Find the value of \(\left\| {\bf{x}} \right\|\).

\(\begin{aligned}\left\| {\bf{x}} \right\| &= \sqrt {\left\langle {{\bf{x}},{\bf{x}}} \right\rangle } \\ &= \sqrt {\left\langle {\left( {1,1} \right),\left( {1,1} \right)} \right\rangle } \\ &= \sqrt {4\left( 1 \right)\left( 1 \right) + 5\left( 1 \right)\left( 1 \right)} \\ &= \sqrt 9 \\ &= 3\end{aligned}\)

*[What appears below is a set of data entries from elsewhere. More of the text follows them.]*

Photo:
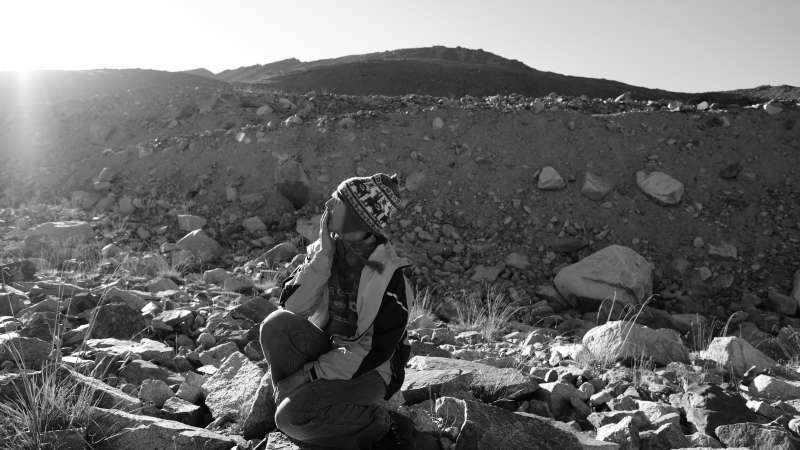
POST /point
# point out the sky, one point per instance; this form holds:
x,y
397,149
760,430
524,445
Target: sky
x,y
679,45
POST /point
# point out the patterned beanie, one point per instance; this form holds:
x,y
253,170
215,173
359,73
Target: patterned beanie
x,y
375,199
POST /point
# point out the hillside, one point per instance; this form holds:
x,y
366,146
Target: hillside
x,y
585,268
447,72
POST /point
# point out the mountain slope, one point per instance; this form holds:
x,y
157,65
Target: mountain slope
x,y
443,71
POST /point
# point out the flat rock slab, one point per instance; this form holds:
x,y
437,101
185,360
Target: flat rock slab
x,y
146,349
618,339
30,352
756,437
422,385
233,387
486,379
737,354
660,186
130,431
484,427
710,406
615,272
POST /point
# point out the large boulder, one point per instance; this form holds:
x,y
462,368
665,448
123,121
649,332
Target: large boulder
x,y
615,272
117,320
234,389
486,380
620,339
483,426
549,179
595,187
189,222
146,349
10,304
775,388
125,431
27,352
421,385
660,186
710,406
737,355
201,246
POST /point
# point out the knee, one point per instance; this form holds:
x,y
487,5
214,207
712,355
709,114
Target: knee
x,y
294,420
275,326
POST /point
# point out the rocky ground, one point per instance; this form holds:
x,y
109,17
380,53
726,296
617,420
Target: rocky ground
x,y
634,261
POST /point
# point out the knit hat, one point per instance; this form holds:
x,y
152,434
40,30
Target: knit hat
x,y
374,199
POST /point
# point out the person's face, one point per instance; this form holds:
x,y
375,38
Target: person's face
x,y
335,207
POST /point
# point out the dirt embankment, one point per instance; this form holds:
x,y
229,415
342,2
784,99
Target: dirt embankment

Thus, the value of \(\left\| {\bf{x}} \right\|\) is 3.

Find the value of \(\left\| {\bf{y}} \right\|\).

\(\begin{aligned}\left\| {\bf{y}} \right\| &= \sqrt {\left\langle {{\bf{y}},{\bf{y}}} \right\rangle } \\ &= \sqrt {\left\langle {\left( {5, - 1} \right),\left( {5, - 1} \right)} \right\rangle } \\ &= \sqrt {4\left( 5 \right)\left( 5 \right) + 5\left( { - 1} \right)\left( { - 1} \right)} \\ &= \sqrt {105} \end{aligned}\)

Thus, the value of \(\left\| {\bf{y}} \right\|\) is \(\sqrt {105} \).

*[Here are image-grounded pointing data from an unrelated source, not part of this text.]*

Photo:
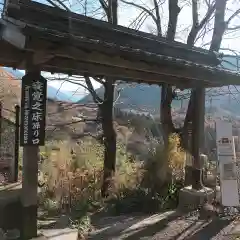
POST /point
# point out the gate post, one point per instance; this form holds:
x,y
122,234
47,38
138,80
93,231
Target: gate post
x,y
197,135
0,128
16,147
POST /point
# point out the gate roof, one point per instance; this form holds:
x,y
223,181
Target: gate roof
x,y
63,42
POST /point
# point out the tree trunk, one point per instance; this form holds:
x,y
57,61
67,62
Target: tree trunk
x,y
109,137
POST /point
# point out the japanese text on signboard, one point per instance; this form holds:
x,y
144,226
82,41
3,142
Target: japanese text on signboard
x,y
33,109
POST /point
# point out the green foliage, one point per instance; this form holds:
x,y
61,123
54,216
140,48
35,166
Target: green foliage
x,y
73,176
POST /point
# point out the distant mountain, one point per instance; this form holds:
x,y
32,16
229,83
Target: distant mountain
x,y
147,97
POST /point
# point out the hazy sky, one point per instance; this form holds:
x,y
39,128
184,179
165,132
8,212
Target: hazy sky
x,y
127,14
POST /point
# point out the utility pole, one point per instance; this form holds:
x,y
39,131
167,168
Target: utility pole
x,y
33,111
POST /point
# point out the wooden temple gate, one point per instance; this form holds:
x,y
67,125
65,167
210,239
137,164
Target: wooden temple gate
x,y
36,37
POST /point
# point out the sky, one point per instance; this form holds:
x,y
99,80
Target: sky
x,y
126,15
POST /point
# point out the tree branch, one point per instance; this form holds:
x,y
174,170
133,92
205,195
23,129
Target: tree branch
x,y
174,10
233,16
96,98
196,26
158,18
219,25
142,8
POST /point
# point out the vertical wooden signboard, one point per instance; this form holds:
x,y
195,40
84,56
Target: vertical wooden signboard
x,y
33,110
32,130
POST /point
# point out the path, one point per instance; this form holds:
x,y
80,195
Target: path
x,y
166,226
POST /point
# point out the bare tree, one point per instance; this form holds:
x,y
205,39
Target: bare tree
x,y
215,13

Find the value of \({\left| {\left\langle {{\bf{x}},{\bf{y}}} \right\rangle } \right|^2}\).

\(\begin{aligned}{\left| {\left\langle {{\bf{x}},{\bf{y}}} \right\rangle } \right|^2} &= {\left| {\left\langle {\left( {1,1} \right),\left( {5, - 1} \right)} \right\rangle } \right|^2}\\ &= {\left| {4\left( 1 \right)\left( 5 \right) + 5\left( 1 \right)\left( { - 1} \right)} \right|^2}\\ &= {\left| {15} \right|^2}\\ &= 225\end{aligned}\)

Thus, the value of \({\left| {\left\langle {{\bf{x}},{\bf{y}}} \right\rangle } \right|^2}\) is 225.

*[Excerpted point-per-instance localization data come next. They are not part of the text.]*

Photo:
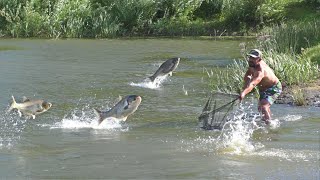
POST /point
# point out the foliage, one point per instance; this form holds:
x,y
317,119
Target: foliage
x,y
111,18
299,98
312,54
289,68
292,37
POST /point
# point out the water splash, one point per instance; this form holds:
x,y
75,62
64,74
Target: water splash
x,y
236,135
156,84
291,118
85,118
11,129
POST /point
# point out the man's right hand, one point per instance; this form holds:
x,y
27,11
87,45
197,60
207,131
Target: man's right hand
x,y
241,96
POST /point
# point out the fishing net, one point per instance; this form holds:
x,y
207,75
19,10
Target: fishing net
x,y
217,110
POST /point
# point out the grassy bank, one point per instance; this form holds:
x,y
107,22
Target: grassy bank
x,y
291,50
121,18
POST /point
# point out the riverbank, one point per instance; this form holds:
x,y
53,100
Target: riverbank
x,y
301,95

The vectors \(\left( {{z_1},{z_2}} \right)\) are orthogonal to \(y\), if and only if \(\left\langle {z,{\bf{y}}} \right\rangle = 0\). Therefore,

\(\begin{aligned}\left\langle {z,{\bf{y}}} \right\rangle &= 0\\\left\langle {\left( {{z_1},{z_2}} \right),\left( {5, - 1} \right)} \right\rangle &= 0\\4\left( {{z_1}} \right)\left( 5 \right) + 5\left( { - 1} \right)\left( {{z_2}} \right) &= 0\\20{z_1} &= 5{z_2}\\\frac{{{z_1}}}{1} &= \frac{{{z_2}}}{4}\end{aligned}\)

Thus, the set of vectors \(\left( {{z_1},{z_2}} \right)\) are in the form of \(\frac{{{z_1}}}{1} = \frac{{{z_2}}}{4}\).

So, all the multiples of the vector \(\left( {\begin{aligned}1\\4\end{aligned}} \right)\) are orthogonal to the vector y.